To date, four of the five independent studies investigating BRAFV600E mutation-specific immunohistochemistry in colorectal carcinoma have determined that it is highly sensitive and specific for the presence of the BRAFV600E mutation with only one study suggesting limited utility.2, 8, 9, 10, 30 It would be reasonable to conclude that local factors such as tissue processing techniques and staining methods can affect the performance of the antibody, but most laboratories including our own2 have found it to be a robust and reliable marker. However, we do caution that introduction of BRAF immunohistochemistry should only be performed with the appropriate quality control measures, including the use of controls and the validation of the accuracy of the testing in individual laboratories.

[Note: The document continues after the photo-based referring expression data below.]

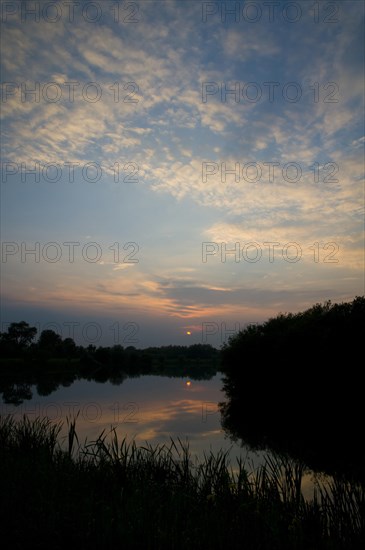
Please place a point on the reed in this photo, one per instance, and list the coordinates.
(112, 492)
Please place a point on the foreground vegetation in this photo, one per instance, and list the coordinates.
(294, 384)
(108, 492)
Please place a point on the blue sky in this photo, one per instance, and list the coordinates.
(150, 107)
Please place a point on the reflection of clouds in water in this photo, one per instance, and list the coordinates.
(148, 409)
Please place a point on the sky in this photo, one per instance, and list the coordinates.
(175, 170)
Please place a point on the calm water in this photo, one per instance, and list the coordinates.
(149, 409)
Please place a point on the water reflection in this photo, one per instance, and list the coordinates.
(148, 408)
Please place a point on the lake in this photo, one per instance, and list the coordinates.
(149, 409)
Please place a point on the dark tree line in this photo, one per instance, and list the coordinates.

Previous studies of BRAFV600E mutation-specific immunohistochemistry in colorectal carcinoma have concentrated on its utility in triaging formal genetic testing for Lynch syndrome in microsatellite-unstable tumors.2, 8, 9, 10 Other studies have concentrated on the prognostic predictive power of combined BRAF and mismatch repair deficiency assessment when determined by molecular means.3, 4, 20, 26, 27, 28, 29 This is the first study to demonstrate that BRAF determination by immunohistochemistry alone, when interpreted in conjunction with mismatch repair deficiency status, also identifies subgroups of colorectal carcinomas with different overall survivals—most significantly the poor prognostic group of mismatch repair-proficient/BRAFV600E mutant tumors.

In summary, our results suggest that the addition of BRAFV600E immunohistochemistry to mismatch repair deficiency immunohistochemistry identifies distinct prognostic subgroups of colorectal carcinomas, including the poor prognostic group of mismatch repair-proficient/BRAFV600E mutant tumors. If our results are confirmed in other large independent cohorts, a strong argument could be made to perform routine BRAFV600E immunohistochemistry at the same time as mismatch repair deficiency assessment on all colorectal carcinomas, not just to facilitate universal screening for Lynch syndrome in mismatch repair-deficient tumors but also to identify the poor prognosis mismatch repair-proficient/BRAFV600E mutant group.